MOBILE, Ala. (WKRG) — Researchers with the University of Alabama and other schools are teaming up to tackle a messy problem in Alabama’s black belt. For decades the multi-county region just to our north has had inadequate wastewater treatment. The sewage inevitably ends up in waterways close to home. In Greene County Alabama, it’s easy to find someone worried about the water.
“For anyone to come here and help us with the issues we have here Greene County, especially the water,” said resident Jacqueline Allen talking to our sister station WIAT. The help is coming in part from the University of South Alabama. USA is taking the lead in a pilot program to study sewage problems and solutions.

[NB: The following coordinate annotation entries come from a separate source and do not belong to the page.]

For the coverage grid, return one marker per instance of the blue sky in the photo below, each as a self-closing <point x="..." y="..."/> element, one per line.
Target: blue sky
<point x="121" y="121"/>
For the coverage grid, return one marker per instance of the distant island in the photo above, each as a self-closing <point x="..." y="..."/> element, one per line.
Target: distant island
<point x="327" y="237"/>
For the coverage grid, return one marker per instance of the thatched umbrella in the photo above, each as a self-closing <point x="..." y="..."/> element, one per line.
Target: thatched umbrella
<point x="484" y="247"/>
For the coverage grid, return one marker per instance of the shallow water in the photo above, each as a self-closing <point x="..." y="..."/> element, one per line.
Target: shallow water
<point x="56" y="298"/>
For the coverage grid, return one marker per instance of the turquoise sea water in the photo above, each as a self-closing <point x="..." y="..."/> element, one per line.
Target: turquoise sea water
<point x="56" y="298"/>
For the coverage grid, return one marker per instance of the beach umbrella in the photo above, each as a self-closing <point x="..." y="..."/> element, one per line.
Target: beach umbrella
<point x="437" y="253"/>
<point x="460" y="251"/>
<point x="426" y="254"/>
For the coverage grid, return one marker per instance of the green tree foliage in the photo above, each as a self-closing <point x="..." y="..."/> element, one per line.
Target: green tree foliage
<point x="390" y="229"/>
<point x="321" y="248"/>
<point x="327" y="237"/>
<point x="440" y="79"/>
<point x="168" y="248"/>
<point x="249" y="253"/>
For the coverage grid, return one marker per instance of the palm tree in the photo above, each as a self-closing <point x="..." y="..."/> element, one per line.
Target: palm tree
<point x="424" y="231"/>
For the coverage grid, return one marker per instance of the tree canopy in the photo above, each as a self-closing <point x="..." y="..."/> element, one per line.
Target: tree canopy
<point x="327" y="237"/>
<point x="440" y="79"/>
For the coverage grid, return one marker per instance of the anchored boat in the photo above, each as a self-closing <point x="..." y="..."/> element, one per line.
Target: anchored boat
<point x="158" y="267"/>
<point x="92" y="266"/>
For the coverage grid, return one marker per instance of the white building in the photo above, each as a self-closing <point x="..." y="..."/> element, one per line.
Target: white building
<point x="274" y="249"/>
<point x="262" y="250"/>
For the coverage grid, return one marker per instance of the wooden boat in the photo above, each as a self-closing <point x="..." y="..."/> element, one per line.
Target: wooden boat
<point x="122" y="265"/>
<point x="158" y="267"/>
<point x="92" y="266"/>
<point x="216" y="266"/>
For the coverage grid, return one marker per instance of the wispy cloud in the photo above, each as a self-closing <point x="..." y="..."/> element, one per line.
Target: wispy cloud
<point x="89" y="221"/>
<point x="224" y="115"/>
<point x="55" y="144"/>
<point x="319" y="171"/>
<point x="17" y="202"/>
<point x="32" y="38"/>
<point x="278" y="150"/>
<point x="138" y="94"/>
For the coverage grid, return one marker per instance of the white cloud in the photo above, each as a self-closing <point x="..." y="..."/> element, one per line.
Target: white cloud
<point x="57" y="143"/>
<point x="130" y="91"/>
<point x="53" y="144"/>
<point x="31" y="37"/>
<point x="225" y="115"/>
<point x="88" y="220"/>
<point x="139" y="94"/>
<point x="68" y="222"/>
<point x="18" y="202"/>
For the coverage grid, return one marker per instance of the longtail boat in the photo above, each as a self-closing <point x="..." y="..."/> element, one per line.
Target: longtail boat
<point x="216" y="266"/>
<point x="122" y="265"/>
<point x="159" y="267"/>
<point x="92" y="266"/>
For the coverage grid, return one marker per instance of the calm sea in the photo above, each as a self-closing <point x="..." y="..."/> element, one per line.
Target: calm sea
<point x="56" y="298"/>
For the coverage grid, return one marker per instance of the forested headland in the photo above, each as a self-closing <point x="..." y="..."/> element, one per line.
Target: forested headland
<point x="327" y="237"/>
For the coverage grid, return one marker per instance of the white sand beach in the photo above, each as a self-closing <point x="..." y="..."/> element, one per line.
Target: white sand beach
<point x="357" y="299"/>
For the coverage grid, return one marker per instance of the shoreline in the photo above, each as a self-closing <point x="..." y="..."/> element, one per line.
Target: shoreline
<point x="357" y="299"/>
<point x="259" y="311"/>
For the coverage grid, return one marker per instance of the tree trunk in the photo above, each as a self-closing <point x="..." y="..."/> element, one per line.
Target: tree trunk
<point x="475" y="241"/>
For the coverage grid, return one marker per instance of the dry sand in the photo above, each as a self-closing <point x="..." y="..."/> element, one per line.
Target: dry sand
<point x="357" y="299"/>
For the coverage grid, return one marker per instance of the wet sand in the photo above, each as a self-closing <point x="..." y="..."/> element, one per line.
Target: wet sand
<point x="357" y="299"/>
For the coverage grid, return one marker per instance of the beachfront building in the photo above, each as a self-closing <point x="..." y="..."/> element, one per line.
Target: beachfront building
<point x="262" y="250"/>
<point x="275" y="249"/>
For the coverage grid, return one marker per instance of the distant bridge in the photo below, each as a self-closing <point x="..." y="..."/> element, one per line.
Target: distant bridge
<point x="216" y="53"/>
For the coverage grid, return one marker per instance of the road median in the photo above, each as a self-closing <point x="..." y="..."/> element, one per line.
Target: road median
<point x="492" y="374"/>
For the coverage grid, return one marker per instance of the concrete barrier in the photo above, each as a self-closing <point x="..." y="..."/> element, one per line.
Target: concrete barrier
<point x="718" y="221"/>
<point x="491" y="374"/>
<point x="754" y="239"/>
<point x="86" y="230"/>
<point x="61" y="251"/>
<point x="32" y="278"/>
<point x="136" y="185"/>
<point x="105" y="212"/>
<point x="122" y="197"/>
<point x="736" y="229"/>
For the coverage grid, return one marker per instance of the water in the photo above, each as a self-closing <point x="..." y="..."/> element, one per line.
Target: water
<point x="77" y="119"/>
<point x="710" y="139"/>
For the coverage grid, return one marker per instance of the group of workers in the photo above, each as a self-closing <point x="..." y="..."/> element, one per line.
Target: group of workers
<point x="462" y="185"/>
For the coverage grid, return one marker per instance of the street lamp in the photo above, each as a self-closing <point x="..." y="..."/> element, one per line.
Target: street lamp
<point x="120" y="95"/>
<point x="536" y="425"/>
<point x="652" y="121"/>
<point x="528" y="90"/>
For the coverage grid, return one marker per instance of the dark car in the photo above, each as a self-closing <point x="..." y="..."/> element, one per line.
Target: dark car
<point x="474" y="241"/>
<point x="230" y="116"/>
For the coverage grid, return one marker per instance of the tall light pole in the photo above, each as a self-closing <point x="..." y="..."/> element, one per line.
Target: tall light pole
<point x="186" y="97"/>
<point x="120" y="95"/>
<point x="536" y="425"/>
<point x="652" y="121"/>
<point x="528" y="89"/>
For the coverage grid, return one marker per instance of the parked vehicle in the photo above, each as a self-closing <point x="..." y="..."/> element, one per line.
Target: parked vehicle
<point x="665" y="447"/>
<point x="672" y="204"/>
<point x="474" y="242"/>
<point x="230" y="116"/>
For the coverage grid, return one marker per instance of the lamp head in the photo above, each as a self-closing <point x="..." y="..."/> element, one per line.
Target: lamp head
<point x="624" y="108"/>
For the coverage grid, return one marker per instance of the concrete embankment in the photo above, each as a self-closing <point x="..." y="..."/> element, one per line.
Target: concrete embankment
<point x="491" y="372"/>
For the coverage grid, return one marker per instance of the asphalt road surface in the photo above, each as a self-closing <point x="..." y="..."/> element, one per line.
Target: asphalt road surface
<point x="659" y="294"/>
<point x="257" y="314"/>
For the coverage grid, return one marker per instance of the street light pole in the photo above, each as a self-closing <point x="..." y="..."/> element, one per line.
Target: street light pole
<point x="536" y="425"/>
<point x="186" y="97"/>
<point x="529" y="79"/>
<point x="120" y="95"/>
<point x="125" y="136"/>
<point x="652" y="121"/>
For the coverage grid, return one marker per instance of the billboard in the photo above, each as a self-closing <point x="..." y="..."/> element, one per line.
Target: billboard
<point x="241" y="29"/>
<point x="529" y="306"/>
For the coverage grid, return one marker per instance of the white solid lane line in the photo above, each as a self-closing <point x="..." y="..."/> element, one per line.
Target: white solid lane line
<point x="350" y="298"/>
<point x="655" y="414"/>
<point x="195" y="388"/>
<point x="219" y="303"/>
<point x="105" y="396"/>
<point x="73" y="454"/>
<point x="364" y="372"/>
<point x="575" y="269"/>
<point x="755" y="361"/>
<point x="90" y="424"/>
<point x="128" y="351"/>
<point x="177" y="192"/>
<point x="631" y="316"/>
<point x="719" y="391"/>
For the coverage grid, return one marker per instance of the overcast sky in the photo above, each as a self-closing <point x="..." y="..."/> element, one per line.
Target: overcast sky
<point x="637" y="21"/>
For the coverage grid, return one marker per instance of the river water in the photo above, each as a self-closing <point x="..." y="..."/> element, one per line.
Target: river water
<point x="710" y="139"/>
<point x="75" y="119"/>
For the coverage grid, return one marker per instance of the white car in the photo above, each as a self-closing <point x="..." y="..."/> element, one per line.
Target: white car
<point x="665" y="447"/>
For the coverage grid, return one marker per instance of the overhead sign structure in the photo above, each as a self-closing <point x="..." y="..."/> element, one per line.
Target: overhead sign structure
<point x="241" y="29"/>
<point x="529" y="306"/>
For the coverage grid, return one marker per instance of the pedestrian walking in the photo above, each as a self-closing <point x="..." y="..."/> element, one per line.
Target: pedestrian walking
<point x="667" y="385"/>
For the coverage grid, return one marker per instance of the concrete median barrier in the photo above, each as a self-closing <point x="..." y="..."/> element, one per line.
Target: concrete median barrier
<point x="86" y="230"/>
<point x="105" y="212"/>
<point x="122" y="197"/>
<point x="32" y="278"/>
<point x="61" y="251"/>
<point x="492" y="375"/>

“There may be as much as 3,400,000 gallons of raw sewage being put out onto the ground every day in the black belt region,” said USA Professor Dr. Kevin White. [The region] can’t develop economically. No business or industry will locate in an area that doesn’t have the infrastructure for wastewater management.” Dr. White and others will study building a small-scale wastewater treatment facility. This one is planned for Newburn, Alabama in Hale County. If successful it could spread to other parts of the country.
“Native American Tribal lands out west, Alaska, Hawaii, Appalachia these places where we have sanitary and wastewater conditions that are not appropriate and may be a threat to public health,” said Dr. White. While the project is hundreds of miles away, the wastewater in the blackbelt trickles down to us.
“Everything that lands on land up there comes down and into our waterways,” said Casi Callaway with Mobile Baykeeper. “You’re looking at a smaller population but a population that is just like any other if you don’t have sewage and you don’t treat your sewage it is going directly into waterways.” Work on the USA project begins in December.